Nationwide: America Raps Back
January 19, 1988
Record Industry types used to ask me, “How long will this rap thing last?” They don’t any longer. Not when three different hip hop tours played to near-capacity crowds at sports arenas and concert halls across America last summer. Not when they can look at Billboard’s black album chart last November and see that eight of the top 30 albums are by rappers, including three of the top 10. Not when their kids ignore Marlon Jackson, the Bar-Kays, and Shalamar for the simple pleasures of U.T.F.O. and Kool Moe Dee.
Rap, and its hip hop musical underpinning, is now the national youth music of black America and the dominant dance music of urban America, with the possible exceptions of Washington, D.C., spawning ground of the hip hop influenced go-go scene, and Chicago, with its retro-disco house music. Rap’s gone national and is in the process of going regional. That seems like a contradiction, but it’s actually easily explained. Rap spread out from New York to attract a loyal, national audience. New York rapped and America listened. Now America is rhyming back.
Over the last year and a half labels like Miami’s Luke Skywalker, Houston’s Rap-A-Lot, and Boston’s Beautiful Sounds have emerged, independent record companies nurtured by local rap scenes and often fighting losing battles for radio play in their areas. While creatively these cities have yet to spawn Def Jam/Rush level stars, these fruitful hip hop markets will inevitably produce talent with national appeal. Dallas and Houston, Cleveland, Detroit, Philadelphia, Miami, and even Los Angeles can, according to Def Jam promotion vice-president Bill Stephney, “outsell New York on certain records.”

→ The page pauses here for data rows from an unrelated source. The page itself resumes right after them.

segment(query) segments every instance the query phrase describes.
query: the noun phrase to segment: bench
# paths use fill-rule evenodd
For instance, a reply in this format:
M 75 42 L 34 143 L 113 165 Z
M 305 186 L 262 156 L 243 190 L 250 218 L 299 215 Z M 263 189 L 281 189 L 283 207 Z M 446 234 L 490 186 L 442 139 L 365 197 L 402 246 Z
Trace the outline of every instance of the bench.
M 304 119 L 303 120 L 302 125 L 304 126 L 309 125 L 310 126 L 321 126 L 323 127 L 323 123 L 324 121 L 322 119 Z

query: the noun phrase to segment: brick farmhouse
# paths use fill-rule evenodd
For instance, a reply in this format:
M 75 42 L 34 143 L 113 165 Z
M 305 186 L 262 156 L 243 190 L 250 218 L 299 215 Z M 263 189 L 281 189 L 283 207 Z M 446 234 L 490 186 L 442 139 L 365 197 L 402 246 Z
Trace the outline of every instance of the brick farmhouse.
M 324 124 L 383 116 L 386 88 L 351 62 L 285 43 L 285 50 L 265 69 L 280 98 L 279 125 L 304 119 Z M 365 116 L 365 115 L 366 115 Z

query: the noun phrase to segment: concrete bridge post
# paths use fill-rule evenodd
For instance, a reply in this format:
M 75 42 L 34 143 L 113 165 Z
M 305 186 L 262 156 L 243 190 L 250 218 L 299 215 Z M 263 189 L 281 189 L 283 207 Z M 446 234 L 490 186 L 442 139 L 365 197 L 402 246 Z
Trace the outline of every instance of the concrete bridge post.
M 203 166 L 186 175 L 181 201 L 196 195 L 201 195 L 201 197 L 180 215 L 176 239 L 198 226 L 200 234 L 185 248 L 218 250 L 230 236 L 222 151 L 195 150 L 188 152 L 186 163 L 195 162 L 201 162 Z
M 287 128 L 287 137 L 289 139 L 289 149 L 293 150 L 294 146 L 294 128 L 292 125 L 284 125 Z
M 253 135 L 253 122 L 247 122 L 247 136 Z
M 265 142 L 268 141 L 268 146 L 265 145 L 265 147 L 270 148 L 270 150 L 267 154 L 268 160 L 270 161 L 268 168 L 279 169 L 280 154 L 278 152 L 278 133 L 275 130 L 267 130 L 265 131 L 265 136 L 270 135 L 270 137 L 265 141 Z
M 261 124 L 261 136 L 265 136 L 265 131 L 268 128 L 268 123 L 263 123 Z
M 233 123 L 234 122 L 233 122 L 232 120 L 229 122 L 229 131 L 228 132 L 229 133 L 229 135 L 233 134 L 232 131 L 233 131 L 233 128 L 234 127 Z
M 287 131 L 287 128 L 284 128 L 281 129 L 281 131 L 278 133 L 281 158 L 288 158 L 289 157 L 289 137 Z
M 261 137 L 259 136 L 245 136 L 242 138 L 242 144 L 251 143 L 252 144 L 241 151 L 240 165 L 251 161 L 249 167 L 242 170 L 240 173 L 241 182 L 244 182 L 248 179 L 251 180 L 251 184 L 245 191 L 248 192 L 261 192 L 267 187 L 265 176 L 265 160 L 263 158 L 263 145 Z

While judging last summer’s raucous hip hop competition at the New Music Seminar, it was clear that there was more to rap than Uptown. Three of the four finalists in the scratching DJ throwdown were from outside New York: Philadelphia’s Cash Money who, with MC Marvelous, cuts for Sleeping Bag; Los Angeles’s Joe Cooley, who works with rapper Rodney O; and Miami’s Mr. Mix, of the notorious 2 Live Crew. Though none of the out-of-town rappers made the finals, several were among the most memorable, including Detroit’s Robert S., who’s recorded two poorly promoted 12-inches on Epic; Philadelphia’s well-regarded M. C. Breeze; and Cleveland’s Bango the B-Bov Outlaw, who’ll be heard on the soundtrack to Dennis Hopper’s Los Angeles gang melodrama, Colors, in late February.
The reasons for rap’s growth are easy to trace. First, there’s the music; direct, raw, easy to emulate. Equally important have been New York rap tours, and not just the big arena extravaganzas of recent years. When Kurtis Blow and Grandmaster Flash hit the road in the early ’80s, they helped create a new chitlin’ circuit of teen appeal clubs and auditoriums. Because it was so inexpensive to book rap acts — Blow traveled with just a DJ and a road manager — dates were possible not only in small venues but, in towns like Gary, Indiana, and Lake Charles, Louisiana, a rapper could play multiple dates in one night. So the generation of rappers and scratchers now emerging first tasted hip hop up close and personal.